Coffee increases adrenal output, meaning you will experience an increase in cortisol and epinephrine/norepinephrine (adrenaline) output. These compounds are important for alertness and in large quantities, puts you in ‘fight or flight’ mode. When you are in this mode, your sympathetic nervous system takes over. Your body is primed and ready for any perceivable danger lurking. While in most cases this simply provides enough attentiveness to do our jobs efficiently, there are those of us out there (and more every day) who are simply living in sympathetic nervous system dominance-or fight or flight mode-already. Individuals such as myself who are genetically prone to anxiety or have a history of unresolved trauma or PTSD are at a particular risk for the damaging effects of extra coffee-induced fight or flight. Human beings are only meant to be in this mode when under extreme, life threatening conditions (being chased by a bear), and long-term sympathetic dominance is showing serious health consequences.
When the sympathetic nervous system is dominant, the parasympathetic system-known as the rest and digest system-is dormant. Aptly named, the rest and digest system does a myriad of things to help us breakdown our food, absorb as many nutrients from it as we can, and excrete what we don’t use. The parasympathetic nervous system also helps us conserve energy and store it away to use later. When we are in fight or flight mode the majority of the time due to constant work stress, home stress, driving stress, and any other perceived stress, our parasympathetic nervous system struggles to do it’s job. This starts a vicious cycle that goes something like this:
We perceive stress—>fight or flight mode activated (cortisol and adrenaline are released)—>stomach acid production slows and our food doesn’t get digested properly—>We don’t absorb nutrients as well due to undigested food—>Our bowel movements aren’t as regular and healthy—>Our bodies lack the necessary energy to sustain fight or flight mode—>brain tells us we’re hungry—>we reach for the easiest and most readily available food (like processed and high in carbohydrate)—>our bodies run on cheap energy and burn out quickly—>can’t sleep due to not enough sustainable energy at night—>metabolism slows and fatigue sets in—>motivation and endurance for exercise decreases—>need coffee to keep us going—>repeat cycle.
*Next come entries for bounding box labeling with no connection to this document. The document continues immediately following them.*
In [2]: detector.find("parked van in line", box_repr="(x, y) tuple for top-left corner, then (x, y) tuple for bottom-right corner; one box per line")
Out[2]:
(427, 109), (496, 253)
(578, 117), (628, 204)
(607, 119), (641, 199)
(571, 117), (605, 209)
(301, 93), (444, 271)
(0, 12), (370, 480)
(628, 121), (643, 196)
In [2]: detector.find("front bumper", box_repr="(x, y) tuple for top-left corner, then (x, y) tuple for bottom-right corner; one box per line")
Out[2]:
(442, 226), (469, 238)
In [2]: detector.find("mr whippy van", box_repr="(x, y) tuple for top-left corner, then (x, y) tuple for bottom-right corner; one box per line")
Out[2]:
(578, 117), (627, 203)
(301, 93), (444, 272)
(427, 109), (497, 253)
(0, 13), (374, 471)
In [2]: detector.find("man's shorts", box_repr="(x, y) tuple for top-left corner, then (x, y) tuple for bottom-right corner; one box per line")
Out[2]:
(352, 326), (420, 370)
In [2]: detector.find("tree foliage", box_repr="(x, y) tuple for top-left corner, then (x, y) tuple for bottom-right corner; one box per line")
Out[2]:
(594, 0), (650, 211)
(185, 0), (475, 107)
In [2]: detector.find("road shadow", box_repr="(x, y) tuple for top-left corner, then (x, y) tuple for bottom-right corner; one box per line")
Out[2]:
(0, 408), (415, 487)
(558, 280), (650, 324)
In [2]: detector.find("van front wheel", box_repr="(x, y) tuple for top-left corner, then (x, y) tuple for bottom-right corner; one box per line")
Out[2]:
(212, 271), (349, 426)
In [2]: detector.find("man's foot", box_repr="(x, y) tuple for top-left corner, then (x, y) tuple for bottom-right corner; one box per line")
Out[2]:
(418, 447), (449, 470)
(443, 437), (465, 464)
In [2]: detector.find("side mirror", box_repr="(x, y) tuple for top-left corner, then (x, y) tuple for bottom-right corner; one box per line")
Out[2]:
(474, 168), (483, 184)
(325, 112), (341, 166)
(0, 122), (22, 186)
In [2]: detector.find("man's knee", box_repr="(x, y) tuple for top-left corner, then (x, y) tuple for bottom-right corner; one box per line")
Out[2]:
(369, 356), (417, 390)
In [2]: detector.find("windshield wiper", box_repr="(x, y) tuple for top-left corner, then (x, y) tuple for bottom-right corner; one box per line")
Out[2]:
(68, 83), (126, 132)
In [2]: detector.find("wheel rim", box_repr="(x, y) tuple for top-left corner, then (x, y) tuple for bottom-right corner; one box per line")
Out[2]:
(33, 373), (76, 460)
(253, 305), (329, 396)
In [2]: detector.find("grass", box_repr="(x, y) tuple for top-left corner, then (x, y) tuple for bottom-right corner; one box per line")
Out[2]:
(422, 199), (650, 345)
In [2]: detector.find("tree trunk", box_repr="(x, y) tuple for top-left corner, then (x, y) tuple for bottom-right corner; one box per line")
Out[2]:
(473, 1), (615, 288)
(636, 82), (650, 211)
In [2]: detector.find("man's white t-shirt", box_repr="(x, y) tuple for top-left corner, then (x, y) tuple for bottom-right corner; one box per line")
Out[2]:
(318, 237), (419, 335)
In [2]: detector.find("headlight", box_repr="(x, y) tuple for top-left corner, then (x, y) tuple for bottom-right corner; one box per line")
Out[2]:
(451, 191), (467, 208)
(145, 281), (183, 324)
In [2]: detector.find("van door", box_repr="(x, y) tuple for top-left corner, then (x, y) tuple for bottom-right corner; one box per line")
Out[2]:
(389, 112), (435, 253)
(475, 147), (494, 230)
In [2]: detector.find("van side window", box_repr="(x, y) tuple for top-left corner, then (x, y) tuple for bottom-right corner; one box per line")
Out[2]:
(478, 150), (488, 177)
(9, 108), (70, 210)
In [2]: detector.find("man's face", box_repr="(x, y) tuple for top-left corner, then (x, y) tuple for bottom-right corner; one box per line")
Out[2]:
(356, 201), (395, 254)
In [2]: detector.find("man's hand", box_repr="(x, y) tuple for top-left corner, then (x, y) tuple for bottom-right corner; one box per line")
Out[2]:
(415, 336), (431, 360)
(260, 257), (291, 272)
As you can see, getting stuck in this cycle is going to have serious effects on your body. This cycle is partly responsible for insulin resistance and development of type II diabetes. This cycle perpetuates anxiety AND depression-as a drop in serotonin leaves you worse off than before, much like withdrawal from other stimulating drugs such as cocaine. This cycle can leave you malnourished despite eating a relatively healthy diet. Not to mention this cycle disrupts your sleep, leading to an inability to recover and benefit from all the necessary elements you need from sleeping deeply.
If are under an enormous amount of stress, you feel like the weight is on your shoulders, and coffee is the only thing keeping you going…rest assured you’re not alone. I was you. I’m a women’s health doctor, helping women with these types of ailments every single day, and yet I just very recently had to come to terms with the fact that I was consciously perpetuating this cycle by choosing to drink coffee. I had to stop and listen to what my body was saying (more like screaming), and I had to make the decision to make a change. This was not easy, and continues to be a challenge. I’ve had to force myself to evaluate WHY I was perceiving so much stress. I had to acknowledge that I was choosing to continue living in fight or flight mode, and that I could never get out of it by drinking coffee every day.
Coffee may not be the thing that you are personally affected by, but this concept I’m discussing holds true for anything surrounding your health. Not exercising, not eating the right foods (or eating the wrong foods that you KNOW make you feel crappy) are all choices we make daily that affect the health of our bodies and our minds. You may not be ready to take the leap and make a change, and that’s okay. I encourage you to keep seeking information and keep listening to your body so that one day, when you are ready, you’ll know exactly where to start.